The earlier work by Green et al. (1991) and Walker et al. (1995), which inspired our study used male/female incongruent stimuli to challenge a participants’ expectations on the basis of their prior knowledge and experience, unlike Gau and Noppeney (2016), who relied purely on the local context provided by varying degrees of AV mismatch in each block to alter multimodal perception without introducing male/female incongruence as a variable. Our study followed in the footsteps of Walker et al. (1995), but asked whether the interplay of male/female incongruence effects and familiarity with particular voices and faces that they had observed could be established very rapidly, in a manner of minutes. In line with our hypothesis, we observed that familiarization and priming reduced the number of fusion percepts specifically for the discrepant A: /ba/ V: /ga/ pairings, but not for phonetically matched AV inputs. Bear in mind though that the number of fusions for the matched inputs was close to zero, as expected, so large reductions would have been impossible. After knowing a particular voice belongs to a particular face, participants were on average less likely to form assumptions of unity when that same voice was dubbed with an incongruent, opposite-sex face. Familiarization and priming here served as a short-term context cue that strongly reminded participants that a particular voice belongs to a particular face, and thus a less strong assumption of unity was formed when the same voice was dubbed with an incongruent, opposite-sex face. The present study thus gives another example of knowledge and experience (i.e., top-down factors) influencing multisensory integration and modulating intersensory bias in humans speech perception, and these findings suggested that immediate perceptual response to intersensory discrepancy can be induced or reversed by familiarization and priming.
However, note that not all participants experienced such a familiarization and priming effect. Indeed, Figure 3B shows that for many (43 out of 89) participants, the number of fusion percepts did not change at all, and for 12 it went up, compared to 34 for whom it went down. Thus, even though there was a robustly significant effect of familiarization and priming on average of the whole cohort, for a substantial number of participants the McGurk effect remained unchanged even after they had been both trained and primed just seconds earlier that the voice was not congruent with the face. Also noteworthy is that 36 participants, about 40% of the total, did not experience a single McGurk illusion during the entire experiment. Individual differences are therefore very substantial.

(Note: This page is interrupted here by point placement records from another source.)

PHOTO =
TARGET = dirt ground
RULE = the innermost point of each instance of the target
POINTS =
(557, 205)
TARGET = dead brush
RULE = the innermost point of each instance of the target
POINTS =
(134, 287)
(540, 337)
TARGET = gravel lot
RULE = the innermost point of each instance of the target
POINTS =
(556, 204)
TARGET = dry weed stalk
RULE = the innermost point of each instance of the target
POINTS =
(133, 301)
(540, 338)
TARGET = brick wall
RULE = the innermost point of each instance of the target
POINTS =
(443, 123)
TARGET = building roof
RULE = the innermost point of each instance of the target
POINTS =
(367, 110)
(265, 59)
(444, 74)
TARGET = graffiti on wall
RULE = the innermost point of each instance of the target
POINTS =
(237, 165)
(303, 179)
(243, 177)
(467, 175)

Nevertheless, both the non-parametric sign-test and the ANOVA performed gave a highly significant result, providing strong evidence in support of the hypothesis that familiarization and priming on average reduce the McGurk effect with male/female incongruent stimuli, considerable subject-to-subject variability in the susceptibility to and malleability of the McGurk illusion notwithstanding.

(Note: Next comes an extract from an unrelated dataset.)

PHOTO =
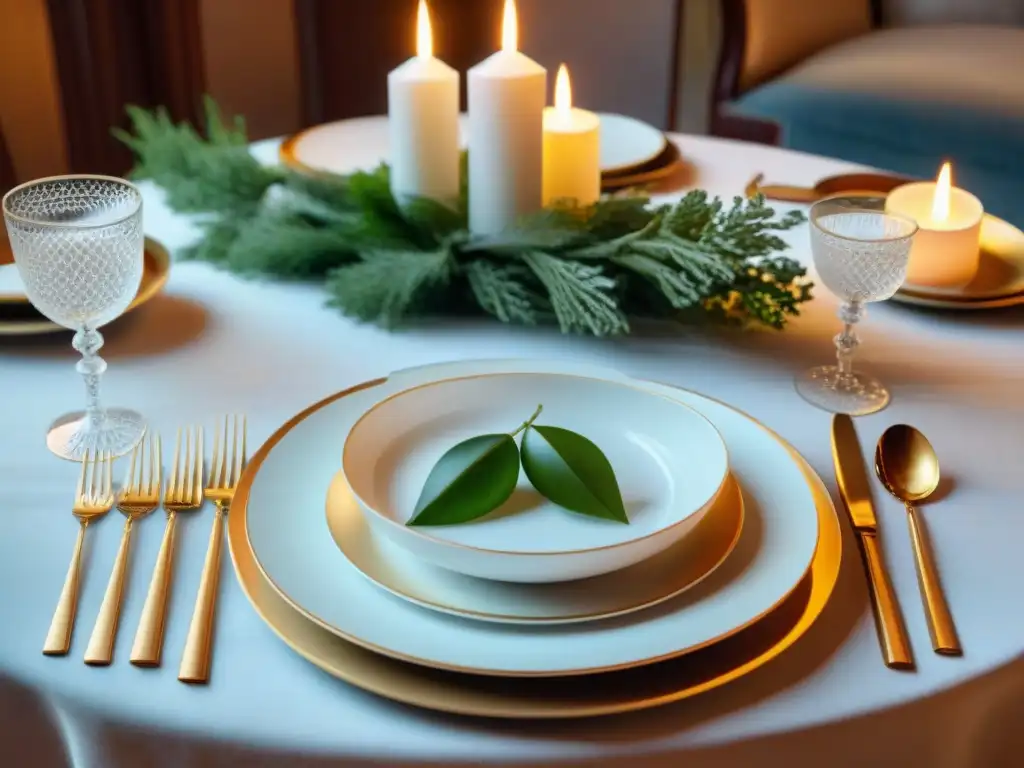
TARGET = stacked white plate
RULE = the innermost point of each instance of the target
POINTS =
(723, 524)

This study was partly inspired by Green et al. (1991), who asked their participants to watch clips containing discrepant phonetic information that were either male/female congruent or incongruent, and found that participants still integrated the auditory and visual inputs into a single percept regardless of the obvious male/female incongruence between the voice and face. The result by Green et al. (1991) is on some level rather surprising, given that causal observers cannot fail to notice that the voice and face are clearly mismatched, but also because other studies have shown that male/female incongruence can indeed disrupt aspects of multisensory integration. For example, Vatakis and Spence (2007) presented participants with AV speech stimuli in which the onset of the auditory and visual stimuli were deliberately desynchronized, and asked the participants to judge whether the sound or the lip movement started earlier. They observed that participants performed less well at this task if the AV syllables presented in this task were male/female congruent than when they were incongruent, which they interpreted to mean that the congruent AV syllables were more strongly perceived as a unit than the incongruent ones, which makes the question “which comes first” harder to answer. While our study supports Green et al.’s observation that McGurk illusions are common even if stimuli are male/female incongruent, it also demonstrates that McGurk illusions with male/female incongruent stimuli are on average reduced after familiarization and priming. This reduction in McGurk illusions is partly at odds with Green et al.’s conclusion that the male/female incongruent McGurk effect falsifies Welch and Warren (1980) unity assumption hypothesis.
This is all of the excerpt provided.